Cell Phones for the Deaf
nitzan writes "Quoting from the article: 'the software translates the voice on the other side of the line into a three dimensional animated face on the computer, whose lips move in real time synch with the voice allowing the receiver to lip read.' Unfortunately this only works with laptops, but a pda version is in the works." The company website has a demonstration.
I worked with deaf people for a while and they were (and I am sure still are) disappointed that cell phones are not compatible with TTY devices. How difficult is this to do?
I sure as hell couldn't tell you what they were saying, even when I knew what words were coming out of their mouth. And this is not to mention cell phone static, distractions, contractions, mumbling, and lots of "ummm" and "uhhhh" that occurs during normal speech. I really don't see how this is a viable communication method.
Maybe it's because I'm not experienced with lip reading. Maybe people who are deaf are better at it than I am, but I can usually tell what Football coaches are saying on the sidelines of games (of course, that's limited to "Bull****" and "You've gotta be ****ing kidding me!", but still...)
I thought it seemed a little weird at first, but then I checked out the other demos.

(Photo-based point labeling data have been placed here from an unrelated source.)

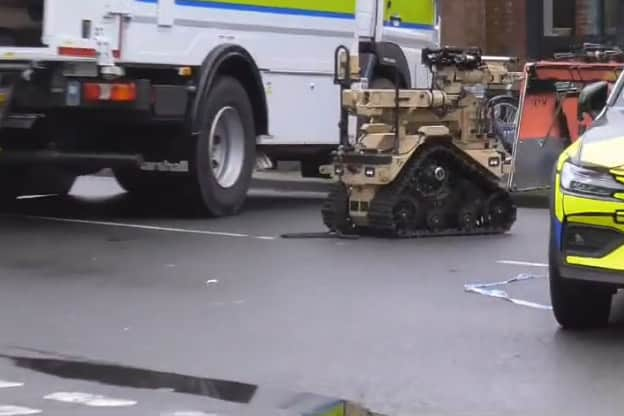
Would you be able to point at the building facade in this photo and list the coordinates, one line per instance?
(531, 29)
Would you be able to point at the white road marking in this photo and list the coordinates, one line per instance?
(488, 289)
(9, 410)
(88, 399)
(522, 263)
(7, 384)
(147, 227)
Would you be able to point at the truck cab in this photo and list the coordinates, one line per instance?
(188, 95)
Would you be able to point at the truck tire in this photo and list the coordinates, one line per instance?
(577, 305)
(224, 156)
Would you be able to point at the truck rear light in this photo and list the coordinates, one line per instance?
(118, 92)
(77, 52)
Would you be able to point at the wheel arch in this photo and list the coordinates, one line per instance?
(237, 62)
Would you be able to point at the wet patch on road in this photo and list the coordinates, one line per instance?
(122, 376)
(256, 400)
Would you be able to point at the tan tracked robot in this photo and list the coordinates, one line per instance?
(425, 161)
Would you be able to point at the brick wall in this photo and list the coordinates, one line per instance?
(497, 26)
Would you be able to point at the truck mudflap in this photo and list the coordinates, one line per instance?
(8, 79)
(547, 120)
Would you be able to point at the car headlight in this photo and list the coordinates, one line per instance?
(580, 180)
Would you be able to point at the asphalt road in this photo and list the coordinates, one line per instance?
(104, 295)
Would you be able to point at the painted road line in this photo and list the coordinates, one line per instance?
(522, 263)
(490, 289)
(9, 410)
(88, 399)
(146, 227)
(8, 384)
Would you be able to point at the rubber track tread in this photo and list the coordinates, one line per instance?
(380, 214)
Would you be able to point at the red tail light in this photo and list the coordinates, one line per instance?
(118, 92)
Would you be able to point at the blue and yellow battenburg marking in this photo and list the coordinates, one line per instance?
(418, 14)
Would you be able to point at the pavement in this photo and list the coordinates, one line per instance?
(113, 306)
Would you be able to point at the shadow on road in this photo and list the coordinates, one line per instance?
(112, 203)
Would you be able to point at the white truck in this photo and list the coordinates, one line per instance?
(185, 96)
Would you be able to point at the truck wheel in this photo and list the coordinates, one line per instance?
(225, 149)
(577, 305)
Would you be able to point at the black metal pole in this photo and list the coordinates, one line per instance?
(396, 112)
(619, 30)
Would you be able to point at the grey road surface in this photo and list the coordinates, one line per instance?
(104, 295)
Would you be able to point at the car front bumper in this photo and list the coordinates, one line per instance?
(588, 237)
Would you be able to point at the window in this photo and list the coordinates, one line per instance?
(558, 18)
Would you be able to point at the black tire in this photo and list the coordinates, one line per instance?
(577, 305)
(216, 199)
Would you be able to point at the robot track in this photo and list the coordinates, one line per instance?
(441, 192)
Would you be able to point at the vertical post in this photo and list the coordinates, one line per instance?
(397, 142)
(342, 78)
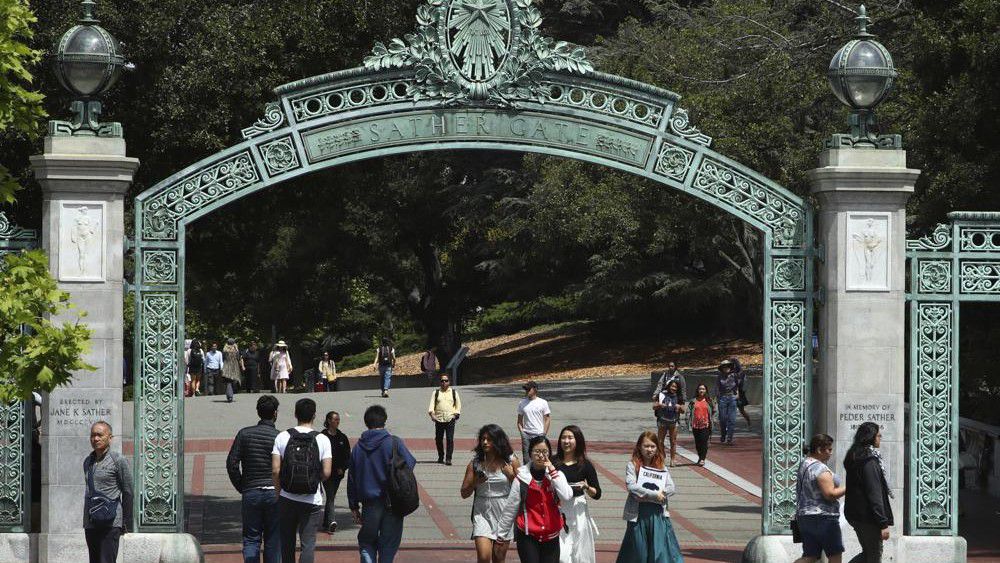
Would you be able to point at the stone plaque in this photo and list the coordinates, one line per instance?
(72, 413)
(481, 126)
(81, 241)
(884, 410)
(867, 251)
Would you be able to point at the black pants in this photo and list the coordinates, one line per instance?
(331, 486)
(441, 430)
(701, 437)
(530, 550)
(301, 518)
(870, 538)
(102, 544)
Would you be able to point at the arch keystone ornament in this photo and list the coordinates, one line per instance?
(474, 74)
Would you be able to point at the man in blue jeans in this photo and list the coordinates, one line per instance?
(381, 530)
(727, 390)
(249, 467)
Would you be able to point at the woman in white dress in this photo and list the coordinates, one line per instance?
(576, 541)
(281, 366)
(489, 476)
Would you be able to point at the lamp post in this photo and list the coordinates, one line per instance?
(861, 75)
(87, 61)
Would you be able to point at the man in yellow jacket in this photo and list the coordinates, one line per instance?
(444, 409)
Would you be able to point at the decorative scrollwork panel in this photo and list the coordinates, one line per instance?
(162, 213)
(933, 400)
(934, 276)
(980, 277)
(786, 397)
(159, 267)
(12, 475)
(789, 274)
(785, 216)
(979, 239)
(673, 162)
(158, 419)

When I knew what the words were ("Thank you" in English, German, French, Spanish, and Japanese), I could easily tell what was being said.
I notice a lot of people complaining about improving text-to-speech, which is far more advanced than this technology. Speech sounds come out in a continuous flow. Getting a computer to recognize the breaks between words, properly spell them reliably, etc. is hard enough on a desktop system, much less a PDA. Especially considering in languages like English, where most vowels in unstressed syllables are rendered vocally as "uh".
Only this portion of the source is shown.